Italy: The smell of Vulcano
"I can tell if someone has been to Vulcano," Gianfranco told us. "The smell can stay in the skin for a week." It was a warning I should have heeded, but with rash enthusiasm I waded into the coffee-coloured mud and sat on the gooey ground.
While the sulphurous odour permeating from my pores did eventually relent, it took a few wash cycles to get rid of the smell from the clothes in the backpack.
Of the seven Aeolian islands, Vulcano is the nearest to the north coast of Sicily and around 45 minutes by hydrofoil from the port city of Milazzo. It's an easy day trip from neighbouring Lipari, the main base for visitors to these popular holiday islands. Vulcano is, as its name suggests, an active volcano, and for those willing to take on the heat and the steep climb, the highlight is the energetic but easy hike to its 1,247ft-high crater. The air at the top is thick with sulphurous fumes, while the yellow powdery deposits add a splash of colour to the otherwise ashen landscape.
Alongside the hikers and photographers enjoying the views into the belly of the volcano and across the chain of Aeolian islands, volcanologists in white protective suits are busy collecting samples from the crater. It's a sight that belongs to another world, but I'm quickly brought to my senses when I step onto the path beside the sulphur deposits and immediately discover that my sandals are no match for the intense heat of the volcano's steaming rocks.
Back beside the port after a couple of hours on the volcano, I find the mud pools for which the island is also well-known. The light brown sludge is rich in sulphur and considered to have therapeutic properties for conditions including osteoarthritis, gout and carpal tunnel syndrome. The pools appear to be a magnet for elderly German tourists, and I join around 30 of them as they wallow in the dirty water, scooping up handfuls of sludge and plastering it on every inch of exposed skin.
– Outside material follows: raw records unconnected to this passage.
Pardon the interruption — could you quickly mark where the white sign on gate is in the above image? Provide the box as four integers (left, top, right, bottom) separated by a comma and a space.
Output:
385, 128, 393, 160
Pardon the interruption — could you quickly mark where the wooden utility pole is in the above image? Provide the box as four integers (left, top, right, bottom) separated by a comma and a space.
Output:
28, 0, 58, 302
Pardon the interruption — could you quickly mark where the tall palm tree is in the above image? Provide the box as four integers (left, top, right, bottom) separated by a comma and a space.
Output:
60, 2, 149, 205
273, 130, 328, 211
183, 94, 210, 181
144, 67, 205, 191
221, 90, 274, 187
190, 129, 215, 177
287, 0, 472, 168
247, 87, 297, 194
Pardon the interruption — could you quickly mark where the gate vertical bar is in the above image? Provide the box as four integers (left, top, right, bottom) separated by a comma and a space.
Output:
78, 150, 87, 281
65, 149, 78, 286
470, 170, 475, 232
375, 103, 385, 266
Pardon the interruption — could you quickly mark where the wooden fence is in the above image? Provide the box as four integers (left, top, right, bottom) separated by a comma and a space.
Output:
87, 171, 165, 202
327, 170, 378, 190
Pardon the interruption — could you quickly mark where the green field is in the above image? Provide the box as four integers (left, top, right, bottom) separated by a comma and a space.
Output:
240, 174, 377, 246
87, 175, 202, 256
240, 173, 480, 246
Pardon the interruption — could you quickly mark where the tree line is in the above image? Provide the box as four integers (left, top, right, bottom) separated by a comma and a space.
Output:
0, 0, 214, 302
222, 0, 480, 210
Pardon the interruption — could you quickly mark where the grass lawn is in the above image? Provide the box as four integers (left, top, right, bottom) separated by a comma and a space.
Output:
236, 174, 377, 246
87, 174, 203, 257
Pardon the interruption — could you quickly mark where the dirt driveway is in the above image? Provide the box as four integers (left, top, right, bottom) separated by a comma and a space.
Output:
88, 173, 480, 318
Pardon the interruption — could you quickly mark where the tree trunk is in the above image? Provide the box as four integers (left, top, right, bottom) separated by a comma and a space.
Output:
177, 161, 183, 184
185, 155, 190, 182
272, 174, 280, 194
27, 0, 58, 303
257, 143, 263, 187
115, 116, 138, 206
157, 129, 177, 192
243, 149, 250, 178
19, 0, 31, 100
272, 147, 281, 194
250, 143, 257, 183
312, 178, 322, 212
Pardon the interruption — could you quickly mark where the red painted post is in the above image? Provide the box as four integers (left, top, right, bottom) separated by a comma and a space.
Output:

The elderly Germans are in their element and I sit bewildered as a man in his 70s drops his trunks and scrubs his nether regions in full view of all, including the tourists taking photos of the mud pools from what they'd thought would be the safety of the main road.
The mud pool is a few metres from the sea and it takes no more than five minutes in the goo for me to head to the steps that lead down into the clean water. The mud washes away in an instant; the smell, as I later discover, is far harder to shed.
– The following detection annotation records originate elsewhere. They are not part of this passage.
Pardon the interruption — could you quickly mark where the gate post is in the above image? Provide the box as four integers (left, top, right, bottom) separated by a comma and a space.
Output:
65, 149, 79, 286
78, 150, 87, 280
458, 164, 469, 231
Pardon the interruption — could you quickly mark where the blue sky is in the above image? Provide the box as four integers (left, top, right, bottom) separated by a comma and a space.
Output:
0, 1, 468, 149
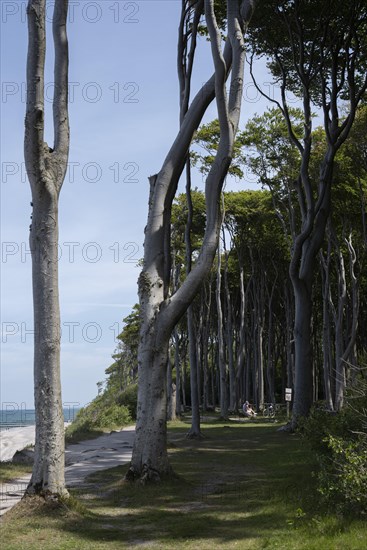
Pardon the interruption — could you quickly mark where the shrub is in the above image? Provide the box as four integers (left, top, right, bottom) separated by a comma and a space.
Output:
66, 395, 131, 441
317, 435, 367, 513
300, 380, 367, 513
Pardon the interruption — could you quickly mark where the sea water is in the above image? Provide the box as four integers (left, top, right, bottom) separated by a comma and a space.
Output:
0, 403, 80, 430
Vulcano has for many years played second fiddle to Stromboli, the northernmost Aeolian island and Europe's most active volcano. Every other business in Lipari offers evening boat tours to Stromboli, selling them with dramatic pictures of lava waterfalls and spectacular natural pyrotechnics. I take the bait, even though I know I'm visiting at a time when Stromboli's activity is going through a particularly quiet period. Along with the others on the boat trip I sit and watch the cone from the sea as it lets out a puff of black smoke every 20 minutes. It's certainly unusual, but I'm pretty sure the tours from Lipari wouldn't sell well if the pictures resembled the current reality.
At its explosive best, there's little doubt that Stromboli offers a magical natural spectacle. For now and until the activity picks up again (as it surely will), a visit to Vulcano offers an easier and more rewarding experience. And while the memory of seeing flowing lava on Stromboli is bound to take a long time to fade, Vulcano can lay claim to the same long-term impact with its smell alone.